Ainsi ce jeune homme reçu récemment, affichant une orientation sexuelle ouverte et sans exclusivité, qui vient consulter en raison d’une angoisse qui ne le lâche pas et rend ses nuits difficiles. Il viendra me voir pendant quelques mois avant d’interrompre les rendez-vous, lorsque l’angoisse sera un peu calmée. La liberté sexuelle et de genre où il cherchait sa place, au demeurant peu assurée dans ses tentatives de réalisation, était une façon de répondre comme il le pouvait à la recherche d’une reconnaissance qu’il ne trouvait pas sur la scène familiale. Ses parents le dispensaient, père et mère confondus, de toute référence à un idéal, et lui témoignaient une sollicitude constante, sans conditions. C’était le laisser seul dans une relation à l’objet sans tiers, directe : d’où l’angoisse, et aussi la culpabilité d’une dette qu’il ne pouvait payer, devant l’amour omniprésent de ses parents.

Cette angoisse et cette culpabilité, souvent associées à une tonalité dépressive, sont des traits fréquents chez les sujets, et surtout les jeunes, qui viennent nous trouver aujourd’hui.

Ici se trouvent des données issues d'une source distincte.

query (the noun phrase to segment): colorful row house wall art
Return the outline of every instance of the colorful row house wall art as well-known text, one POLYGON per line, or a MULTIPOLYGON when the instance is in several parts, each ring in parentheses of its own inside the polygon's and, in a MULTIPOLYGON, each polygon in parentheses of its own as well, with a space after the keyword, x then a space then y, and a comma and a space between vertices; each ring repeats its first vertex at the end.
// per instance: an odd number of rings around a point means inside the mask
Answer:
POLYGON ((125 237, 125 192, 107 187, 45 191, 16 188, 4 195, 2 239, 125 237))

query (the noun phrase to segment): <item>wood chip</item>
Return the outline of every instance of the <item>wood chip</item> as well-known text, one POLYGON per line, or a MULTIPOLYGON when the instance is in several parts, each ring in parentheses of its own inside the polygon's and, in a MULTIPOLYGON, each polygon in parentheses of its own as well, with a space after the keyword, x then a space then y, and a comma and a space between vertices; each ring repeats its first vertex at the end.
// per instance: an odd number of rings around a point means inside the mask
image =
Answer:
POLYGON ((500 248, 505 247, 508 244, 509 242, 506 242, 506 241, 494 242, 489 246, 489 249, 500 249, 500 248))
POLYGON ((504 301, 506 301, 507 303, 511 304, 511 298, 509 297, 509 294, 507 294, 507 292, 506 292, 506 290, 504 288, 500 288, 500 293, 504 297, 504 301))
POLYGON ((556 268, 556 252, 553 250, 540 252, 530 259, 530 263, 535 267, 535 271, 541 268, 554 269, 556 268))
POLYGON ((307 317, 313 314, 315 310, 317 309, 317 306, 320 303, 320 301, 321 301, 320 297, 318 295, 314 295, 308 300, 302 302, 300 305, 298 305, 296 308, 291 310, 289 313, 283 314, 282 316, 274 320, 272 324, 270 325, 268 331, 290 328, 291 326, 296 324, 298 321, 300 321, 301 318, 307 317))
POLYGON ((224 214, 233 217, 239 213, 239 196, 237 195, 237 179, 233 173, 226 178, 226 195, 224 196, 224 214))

Les réflexions exposées dans L’Homme sans gravité ont rencontré un accueil attentif du public, car elles parlent de ce que nous rencontrons aujourd’hui dans la clinique et dans la société. Elles donnent aussi quelques éclairages utiles pour trouver une orientation, autre que spontanément idéologique ou religieuse, dans la mutation en cours. Elles sont proches en cela du Freud de Malaise dans la civilisation (1930), et en partagent quelquefois une note de pessimisme. Pourtant, la pratique et l’enseignement de Charles Melman ne se fermaient pas sur l’amertume facile du constat pessimiste : il cherchait toujours l’ouverture et la surprise déconcertante de l’issue parfois rencontrée à portée de main, et souvent pas sans l’autre. C’est à cela qu’il invitait régulièrement qui venait le voir.

Enfin, son rapport à l’enseignement de Jacques Lacan n’était pas convenu. Il le recevait un peu dans le style de l’école antique : pas seulement livresque, mais exigeant à vivre. Il n’a jamais révéré comme des fétiches les énoncés de son maître. Il les lisait, et les reprenait à la faveur d’une énonciation singulière, renouvelée jusqu’à la toute fin de son propre enseignement. Me revient ici le souvenir d’un colloque qu’il avait suscité, intitulé « Intelligence et limites des disciples » : comment accepter de se reconnaître un maître sans en devenir idiot ou infatué, ou les deux : c’était l’un des aspects les plus vivants de sa pratique, de son style et de son enseignement. 

Il laisse une œuvre en partie publiée, qui donne des points d’appui précieux à qui cherche à s’orienter dans le réel d’aujourd’hui.

Cet homme engagé et courageux, ce Mensch comme on dit aussi dans une tradition qui était la sienne, méritait ici l’hommage du souvenir.